Population impact of SARS-CoV-2 variants with enhanced transmissibility and/or partial immune escape

SARS-CoV-2 variants of concern exhibit varying degrees of transmissibility and, in some cases, escape from acquired immunity. Much effort has been devoted to measuring these phenotypes, but understanding their impact on the course of the pandemic – especially that of immune escape – has remained a challenge. Here, we use a mathematical model to simulate the dynamics of wildtype and variant strains of SARS-CoV-2 in the context of vaccine rollout and nonpharmaceutical interventions. We show that variants with enhanced transmissibility frequently increase epidemic severity, whereas those with partial immune escape either fail to spread widely, or primarily cause reinfections and breakthrough infections.
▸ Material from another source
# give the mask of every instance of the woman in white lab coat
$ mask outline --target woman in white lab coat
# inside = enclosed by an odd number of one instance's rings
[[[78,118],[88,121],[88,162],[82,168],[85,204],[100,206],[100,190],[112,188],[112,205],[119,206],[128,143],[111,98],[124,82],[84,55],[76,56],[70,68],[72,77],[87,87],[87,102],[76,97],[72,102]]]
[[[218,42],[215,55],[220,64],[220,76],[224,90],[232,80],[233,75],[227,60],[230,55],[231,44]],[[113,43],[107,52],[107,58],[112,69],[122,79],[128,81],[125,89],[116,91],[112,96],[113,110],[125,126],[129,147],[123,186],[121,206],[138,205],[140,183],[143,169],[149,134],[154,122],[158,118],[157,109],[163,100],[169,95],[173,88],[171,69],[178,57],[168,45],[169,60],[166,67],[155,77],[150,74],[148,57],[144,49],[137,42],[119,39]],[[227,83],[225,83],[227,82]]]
However, when these phenotypes are combined, a variant can continue spreading even as immunity builds up in the population, limiting the impact of vaccination and exacerbating the epidemic. These findings help explain the trajectories of past and present SARS-CoV-2 variants and may inform variant assessment and response in the future.
A modeling approach looking at the impact of SARS-CoV-2 variants based on escape from immunity or different degrees of transmissibility in the context of vaccination as well as pharmaceutical interventions suggests that epidemic severity is linked more strongly to variants with enhanced transmissibility.